Entgegen seinen karnevalesken Figuren waren Feiningers architektonische Kompositionen zunehmend von strenger Ernsthaftigkeit geprägt. Durch prismatische Lichtbündelungen zerteilte er seine Bilder in versetzte geometrische Farbflächen. Die Wirkung ähnelt dem Lichteinfall aus Kirchenfenstern ins Innere gotischer Gotteshäuser, bloß daß Feininger diesen Effekt nach außen kehrte, in die Gesamtansicht von Gebäuden und Landschaften. So scheint es auf den Bildern bisweilen, als hätte Gott die Himmelsfenster geöffnet um der Erde seine leuchtenden Strahlen zu schicken.

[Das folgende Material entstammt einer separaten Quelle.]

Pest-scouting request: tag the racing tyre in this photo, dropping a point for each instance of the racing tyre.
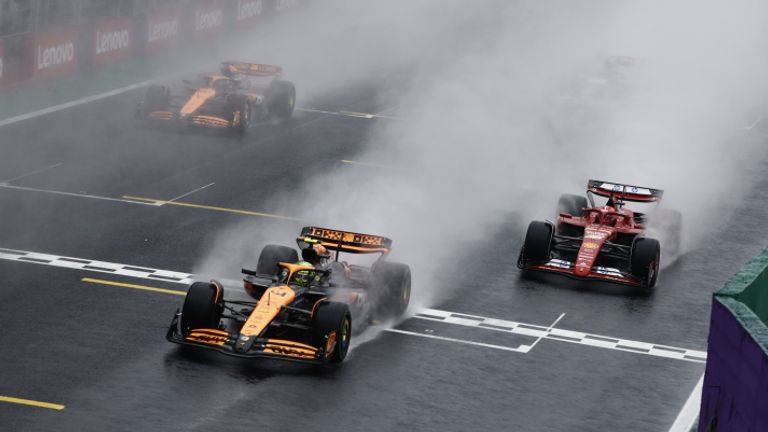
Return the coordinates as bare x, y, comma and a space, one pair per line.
156, 98
395, 294
537, 243
644, 261
202, 306
281, 98
240, 109
271, 255
571, 204
332, 330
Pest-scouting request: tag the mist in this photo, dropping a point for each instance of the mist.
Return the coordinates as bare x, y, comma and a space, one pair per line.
506, 106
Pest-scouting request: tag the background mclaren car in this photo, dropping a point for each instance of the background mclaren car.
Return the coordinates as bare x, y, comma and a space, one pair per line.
309, 323
242, 94
606, 242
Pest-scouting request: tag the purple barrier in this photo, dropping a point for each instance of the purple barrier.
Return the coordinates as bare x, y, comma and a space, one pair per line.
735, 392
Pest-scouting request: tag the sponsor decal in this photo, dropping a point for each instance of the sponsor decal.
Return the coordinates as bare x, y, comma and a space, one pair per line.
55, 53
209, 17
282, 5
2, 54
163, 28
249, 9
112, 40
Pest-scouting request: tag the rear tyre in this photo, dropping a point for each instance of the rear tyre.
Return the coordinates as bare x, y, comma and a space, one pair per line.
644, 261
202, 306
395, 293
240, 110
571, 204
281, 97
537, 243
332, 330
157, 97
271, 255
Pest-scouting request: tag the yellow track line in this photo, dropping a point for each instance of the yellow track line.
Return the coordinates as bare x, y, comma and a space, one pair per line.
31, 403
126, 285
207, 207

Dabei glitt Feininger nicht in Grundfarben-Schemata à la Mondrian ab, sondern schuf farblich fein aufeinander abgestimmte und harmonische Kompositionen. Was bei den Gemälden „Zirchow VII“ (1918) und „Gaberndorf (I)“ (1921) noch als futuristisch-abstrahierendes Experiment im Gefolge der kubistischen Welle wirkt, entwickelte sich bei den Darstellungen der Kirche von Gelmeroda, des Doms und der Marktkirche von Halle sowie der Erfurter Barfüßerkirche zur Meisterschaft. Ob Feininger die spirituelle Wirkung, die diese Gemälde ausstrahlen, beabsichtigt hat, sei dahin gestellt. Manches Wunder entsteht auch ohne Bewußtsein und Absicht seines Verkünders.

Werke wie „Düne am Abend“ (1936), „Geheimnisvoller Mond“ (1945) oder „Fenris Wolf“ (1954) zeigen, daß Feininger ein großer Maler des kühlen nordischen Lichts hätte werden können, wenn er nicht immer wieder in diverse Spielereien – kubistisch beeinflußte Kompositionen, Kinderzeichnungen, gefällige, aber wenig innovative Fotografien – abgeglitten wäre. Ein Potential, das also nur zum Teil ausgeschöpft wurde.

Rund 160 Gemälde, Zeichnungen, Holzschnitte, Fotografien und Objekte zeigt die Frankfurter Retrospektive und bietet damit einen umfassenden Überblick zum facettenreichen Schaffen eines der bekanntesten Maler des 20. Jahrhunderts.

Die Ausstellung „Lyonel Feininger. Retrospektive“ ist bis 18. Februar in der Frankfurter Schirn Kunsthalle, Römerberg, täglich außer montags von 10 bis 19 Uhr, Mi./Do. bis 22 Uhr, zu sehen. Der Katalog aus dem Hirmer-Verlag mit 272 Seiten kostet im Museum 39 Euro.